How to Conduct Retail Market Research Like a Pro

How to Conduct Retail Market Research Like a Pro

Whether you operate a brick-and-mortar, a click-and-mortar or a pure-play brand, you need to conduct retail market research, that is, market research specific to the retail sector.

That is because, in today’s age of mass information circulating at speed, we exist in a market jungle, as market trends oscillate and customer expectations sway, while your competitors are becoming more adaptable.

To stay ahead and survive this market jungle, you need to get acclimated to performing the correct form of market research.

Let’s learn how to conduct market research for the retail sector.

The Makeup of Market Research

Market research, as we’ve covered aplenty, is a wide umbrella term that pertains to studying several facets of a particular market in order to gauge the profitability and success of your product or service.

This includes gathering information on the following:

  • Trends in the sector, vertical and niche
  • Your target market
  • Segmentation within your target market
  • Your competitors (tactics, launches, performance,etc.)
  • The sector at large

It is made up of two sets of research: primary and secondary. The former deals with gathering research that you, as a business, conduct yourself. The latter involves consulting with information that has already been researched and is publicly available (not always for free).

Primary research requires using the following methods to collect information:

  1. Surveys on your target market and closely situated marketsInterviews (in-person or over the phone)
  2. Consumer reviews
  3. Focus groups
  4. Sales records
  5. Employee feedback

Secondary research has a more encompassing set of documents and sources:

  1. Trends sites (Google Trends, Google Alerts)
  2. Keyword searching and SEO platforms
  3. Research agencies
  4. Statistics sites
  5. Market research sites
  6. Competitor sites
  7. Case studies

Techniques Particular to Retail Research

The above provides fundamental information about performing market research — in a general, all-purpose sense.

Since you would need to turn to both primary and secondary data throughout the market research process, you should be able to detect and distinguish these resource types, whenever you come upon them.

But above all, you need to know which exact platforms, websites and tools to use for collating information on the sector of retail. In market research, you move from the general to the specific fairly quickly, and you’ll need information specific to your vertical.

This is especially important if you serve a niche market.

Primary research techniques speak for themselves, as you would need to gather original insights and data from the aforementioned. Secondary sources particular to the retail sector, on the other hand, need to be laid out.

Secondary Research Sources for Retail

Here are a few secondary sources for conducting market research on the retail vertical. Note that many of these platforms aren’t free, but their intel is indispensable.

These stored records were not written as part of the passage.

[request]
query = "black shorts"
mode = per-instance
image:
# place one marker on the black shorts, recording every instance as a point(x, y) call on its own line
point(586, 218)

  1. For understanding the retail industry: MarketResearch.com, specifically the Retailing Market Research Reports & Industry Analysis page, which links to a wide variety of internal research reports. These reports cover the many sub-sectors of the sweeping retail vertical, such as the clothing market, department stores and other related topics such as market analytics.
  2. For understanding customer personas: MakeMyPersona You should constantly be up to date on your buyer personas. This free tool from HubSpot generates personas; all you have to do is answer some questions about your ideal customers. The tool then creates a detailed document on your target market.
  3. For economic data in the retail sector: Business Dynamics Statistics (BDS) A division of the US Census Bureau, this program provides economic data on employment, job expansions/ contractions, number of establishments, number of startups and more. This platform supplies annual measures on different business subsectors.
  4. For competitor analysis: County Business Patterns (CBP) Another division of the US Census Bureau, this program presents subnational economic data based on various retail industries. This includes the number of establishments, employment, annual payroll and more to analyze economic changes over a period of time.
  5. For understanding your customer base: Facebook Audience Insights If your business has a Facebook business page, this tool will provide demographics information, along with some behavioral insights into your followers. It shows you their age, location, income, employment type, spending behaviors and even lifestyle (Facebook’s own category).
  6. For multipurpose research: Think with Google An all-in-one market research platform providing guides, data reports, infographics and content reap in insights on the retail industry and your target market. You can use specific tools to grow your store, find your audience and stay up to date with the latest research within your particular retail subsector.
  7. For keyword research, SEO and competitor analysis: SEMrush This platform offers over 30 tools to analyze 3.7 billion keywords and 4 trillion backlinks. It allows retailers to find new organic competitors, as well as those in Google AdWords and Bing ads, to analyze their competitors’ budgets, strategies, ad copy, display ads and keywords.

Wrapping Things Up

Retail is one of the most expansive verticals, as it can include virtually any business that sells products to consumers. It requires both primary and secondary research methods for a thorough analysis and interpretation.

Secondary research for the retail sector involves a distinct set of secondary sources for quality research campaigns. A successful research endeavor will allow you to provide meaningful products and experiences for your customers, communicate with them more productively and improve your standing within your submarket.

Although the above examples of secondary research are invaluable, there are many other online tools for your disposal. Social media, for example, is excellent for market research, as it can connect you with your customers to get their perspectives firsthand, along with their data.